Director-General of the Lagos Chamber of Commerce and Industry (LCCI), Dr. Chinyere Almona, has urged the Federal government to exercise caution over its 15 per cent import tax on petrol and diesel, noting that the country is already battling cost-of-living pressures, supply-chain and inflation challenges and the business community will be sensitive to further cost shocks.
Stressing that businesses cannot bear any further increases of any kind, she said the slightest increase in fuel costs will affect transportation, supply chains, agriculture, logistics and manufacturing, which will in turn, disproportionately impact MSMEs and trading firms.
While acknowledging that the tax move is aimed at curbing import dependence and promoting local refining capacity, she said this aligned with the nation’s long-term objective of achieving energy self-sufficiency and strengthening the Naira.
As such, she said there is a need to apply caution and ensure a measured, strategic rollout to ensure a manageable and sustainable economic impact.
“The Chamber recognises that discouraging fuel importation is a necessary step towards achieving domestic energy security, stimulating investment in local refineries and deepening the downstream petroleum value chain. However, we must question and express concern about the current adequacy of local refining capacity to meet national demand. A premature restriction on imports, without sufficient domestic production, could lead to supply shortages, higher pump prices, and inflationary pressures across critical sectors,” she said.
She called on the Federal government to prioritise the full operationalisation and optimisation of local refineries, both public and private, including modular refineries and the recently revitalised major refining facilities.
A comprehensive framework for crude oil supply to these refineries in Naira rather than foreign exchange will significantly enhance cost efficiency, stabilise production and strengthen the local value chain.

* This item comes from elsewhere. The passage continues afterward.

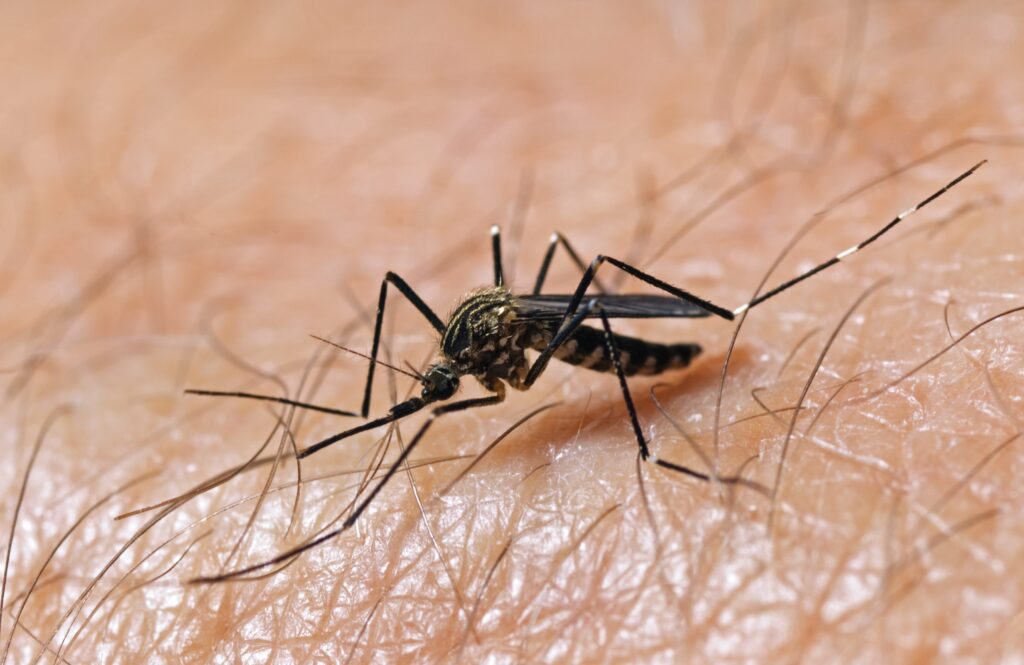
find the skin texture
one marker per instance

“Our interest lies in a diversified downstream sector where multiple refineries, modular plants and logistics firms thrive. A level playing field and transparency are key,” she stressed.
Further, she urged the Federal government to resolve outstanding labour union issues and create an enabling environment that fosters industrial harmony and private sector confidence. Ensuring clarity, consistency and transparency in the implementation of the new tax regime will be crucial in preventing market distortions and sustaining investor trust, she said.
Noting that while the reform is justified from an industrial policy standpoint, she said its success depends on practical implementation, robust safeguards and parallel reforms to alleviate cost burdens on businesses and consumers.
Adding that local capacity is yet established, she said this tax will increase the cost of fuels as long as imports continue. She urged the government to urgently address the inhibiting factors against local production and refining before imposing this levy to discourage imports and support local production.
“We recommend that the implementation of this tax policy be postponed and that, during the transition period, the government demonstrates its commitment through action by empowering local refiners through an efficient crude-for-Naira supply chain that ensures sufficient crude. With this, refiners can boost their refining capacity with a stable supply of crude and adequately meet domestic demand at competitive rates.
“At this point, the imposition of an import tax will directly discourage importation and boost demand for the locally refined products. With zero importation achieved, the benefits will be seen in the creation of jobs, the conservation of FX, a strengthened exchange rate and increased revenue for the government.”